Every choirmaster works hard to help the many parts of the ensemble to “blend”, so it should not surprise us that Dominican Aquinas cautioned against the use of polyphony in church music.  Like Augustine, he drew on Plato’s concept of polyphony as an exclusively celestial concept – an angelic sound that humankind ought to long for in the hereafter but not to attempt in this finite world.  But he provided a new justification for limiting sacred music to monophony.  He reasoned that the human mind can know only one thing at a time.  Hence, the attempt to process multiple things at once (such as multiple notes) must thus produce discordant cacophony (47).  Yet Pesic notes ironically that Aquinas himself seemed to transcend this limitation of the human mind.  The “angelic doctor” was capable of dictating three or four different subjects to his scribes at one time (61).

While most of us are incapable of such feats, we nonetheless face a similar manifestation of the “one” and “many” conundrum that Aquinas identified.  How can our single mind carry on an internal dialogue – one that presumes more than one internal voice inside our heads?  This question is important to Pesic’s study, including his later high-level discussion of modern neurobiology.  Fortunately for the reader, Pesic’s study of J. S. Bach provides a helpful image.  Pesic notes that Bach is born into a new world of counterpoint: a mixing of individually distinct melodies, none of which simply takes its bearings from a principal melody.  Nonetheless, a skillful composer can make these different melodies harmonious by following mathematical ordering principles, which ensure that the many voices will produce a unified musical vision.  As composers began to employ these principles, they came to gain public renown not simply as artists but also as scientists (150).

Bach took this new science and developed it further by adding remarkable new forms of counterpoint: additional voices that sing the melody higher, or twice as fast, or twice as slow, or even inverted.  While Bach follows the tight mathematical demands of his new and more highly developed science of counterpoint, Pesic argues that Bach nonetheless succeeds in giving each voice “a sense of total freedom and ease”; each voice is “expressive and unconstrained” (173-74).  In other words, Bach seamlessly combines the science of the singular rules with the art of the many individual voices.  But Bach then goes even further.  When writing melodies for an individual instrument, his melodies seem to jump back and forth between multiple voices in succession, as if to imply that several voices are all simultaneously present in the one instrument’s single voice.  This brilliant breakthrough births “the seemingly paradoxical possibility of polyphony within a single voice” (174).  We now see a physical manifestation of the mind’s “internal dialogue” – one that ultimately resolves as a “peaceful unfolding of argument.” (177)  In Pesic’s telling, Bach has succeeded in inventing “a kind of virtual mind.” (179)
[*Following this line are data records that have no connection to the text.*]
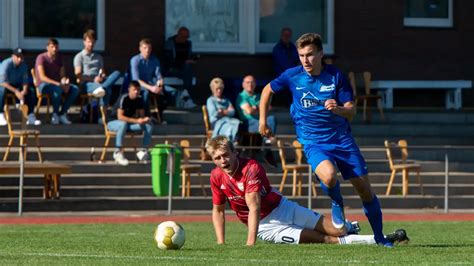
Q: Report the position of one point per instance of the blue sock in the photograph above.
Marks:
(374, 214)
(334, 193)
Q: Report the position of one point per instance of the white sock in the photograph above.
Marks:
(357, 239)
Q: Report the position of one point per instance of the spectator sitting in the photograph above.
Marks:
(14, 78)
(145, 68)
(52, 80)
(129, 115)
(221, 112)
(89, 70)
(248, 108)
(284, 53)
(179, 59)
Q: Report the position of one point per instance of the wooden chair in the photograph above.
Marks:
(23, 133)
(299, 160)
(187, 169)
(367, 96)
(401, 165)
(207, 123)
(86, 98)
(297, 168)
(110, 134)
(40, 96)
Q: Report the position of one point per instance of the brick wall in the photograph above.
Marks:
(369, 34)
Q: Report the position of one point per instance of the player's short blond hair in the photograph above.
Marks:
(218, 143)
(308, 39)
(216, 83)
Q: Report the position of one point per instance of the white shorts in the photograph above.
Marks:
(285, 223)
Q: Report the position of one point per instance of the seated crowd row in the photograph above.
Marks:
(132, 109)
(50, 75)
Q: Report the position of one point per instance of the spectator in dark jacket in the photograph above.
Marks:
(284, 53)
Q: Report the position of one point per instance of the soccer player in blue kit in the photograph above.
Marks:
(323, 105)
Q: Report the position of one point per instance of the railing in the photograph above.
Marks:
(446, 148)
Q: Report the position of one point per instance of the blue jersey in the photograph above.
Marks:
(314, 124)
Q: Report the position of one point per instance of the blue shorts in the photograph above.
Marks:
(349, 161)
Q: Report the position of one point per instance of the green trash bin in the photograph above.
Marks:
(160, 170)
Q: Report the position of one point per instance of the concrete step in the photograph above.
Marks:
(358, 130)
(84, 153)
(205, 203)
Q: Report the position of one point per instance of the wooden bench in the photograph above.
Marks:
(453, 89)
(169, 81)
(51, 174)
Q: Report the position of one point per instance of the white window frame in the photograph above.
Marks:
(15, 34)
(328, 44)
(249, 29)
(432, 22)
Later non-musical thinkers would use this concept of polyphony to explore unity amid diversity in a variety of fields.  For instance, take literature.  Mikhail Bakhtin describes Dostoevsky as a polyphonic writer, one in whom “a single authorial consciousness [nonetheless] speaks through several equal characters.” (241)  Tolstoy, by comparison, is monophonic, using a singular authorial voice.  Or take social theory.  Max Weber argues in his unfinished Rational and Social Foundations of Music that the science of counterpoint “exchanges the magic of inspiration or unaccountable virtuosity for rational procedures.”  This helps Weber to illustrate his distinction between charismatic/traditional and rational-legal authority, and also to meditate on what is gained and lost in this “scientific” disenchantment of music through “the progress of instrumental technique” (238).  Or take psychology.  Sigmund Freud describes the complexity of sophisticated polyphony to illustrate the discord that can take place within the human psyche.  In turn, music then provides a language for diagnosing schizophrenia or ADHD, the latter of which is often self-described as “three different radio stations playing simultaneously” (257).
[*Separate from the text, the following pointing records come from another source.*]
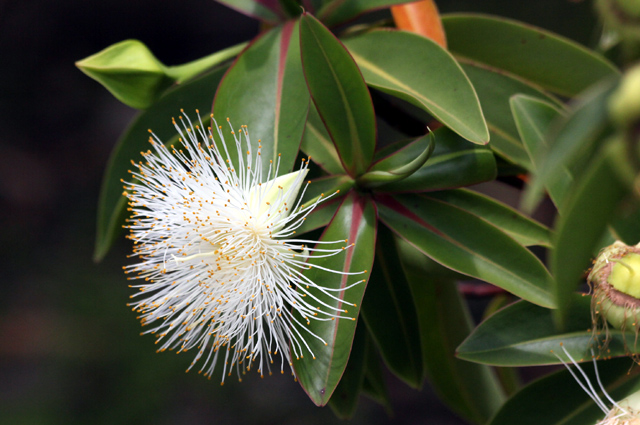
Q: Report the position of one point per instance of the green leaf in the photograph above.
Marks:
(588, 211)
(187, 71)
(494, 90)
(344, 400)
(265, 90)
(339, 11)
(135, 77)
(523, 334)
(390, 314)
(264, 10)
(374, 385)
(557, 399)
(130, 72)
(539, 56)
(471, 390)
(520, 227)
(453, 163)
(323, 187)
(465, 243)
(196, 94)
(380, 174)
(317, 144)
(571, 141)
(355, 221)
(340, 95)
(626, 226)
(419, 71)
(533, 117)
(322, 214)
These latter psychological explorations lead Pesic to his final two chapters, where he examines how contemporary researchers in neurobiology employ polyphonicity as a model to better understand the brain.  He details the current expert consensus that “the brain has no single ‘command center’” akin to a single voice, but rather that it “operates through the flexible interaction of many neural circuits,” more akin to polyphony (245).  Such circuits facilitate the complex back-and-forth interweaving of dissonance and consonance as they interact to enable brain function.  This interplay of circuits might suggest that, as in any compelling narrative, some dissonance is necessary if consonance is to be meaningful – which might raise further Weberian questions about the potentially disenchanting effect of counterpoint and its mathematically orderly techniques.

What is more, Pesic further notes that neurons “also calculate the relative interaction with other neurons, and learn and grow from that.”  He suggests that this “Hebbian learning” calls to mind not pre-written counterpoint but the real-time interactions between members of a jazz combo (246-47).  In this model, knowledge (and learning) seem to be inherently relational, akin to the way that jazz musicians operate within a basic structure but “compose” extemporaneously by reference to what each other is playing.  Later, Pesic suggests that an even better metaphor might be free jazz, which lacks even the basic structure of pre-arranged chord charts.  Of course, free jazz is often as opaque to the listener as is a discussion of neurobiology, so this allusion may not be widely helpful in clearing things up.  But that may be fine; Pesic concludes that the image of polyphony is not simply meant to help popularize experts’ understanding of the brain.  More profoundly, it can actually to help experts come to understand the brain in the first place, because “there are few, if any, other things in common experience to which the brain’s operation can be fairly compared” (257-58).

Throughout his work, Pesic presents to the reader a great catalogue of allusions to polyphony throughout history.  Among Pesic’s pregnant observations is Cicero’s endorsement of polyphony as a republican practice, one relevant to contemporary democracy.  While today we frequently hear a harmony or two in pop music, we seldom hear the many-voiced true polyphony of choirs.  The last bastion of choirs is probably in sacred music – and often not even in high-church traditions, but in rather low-church Baptist congregations.  And the occasional Mennonite congregation still sings hymns in spontaneous four-part harmony even without choral leadership.  One cannot help but note that both Baptists and Mennonites employ a non-episcopal church polity.  A theological Tocquevillian might suggest that their eschewal of clerical hierarchy ennobles their congregants’ sense of musical responsibility (and consequent ability).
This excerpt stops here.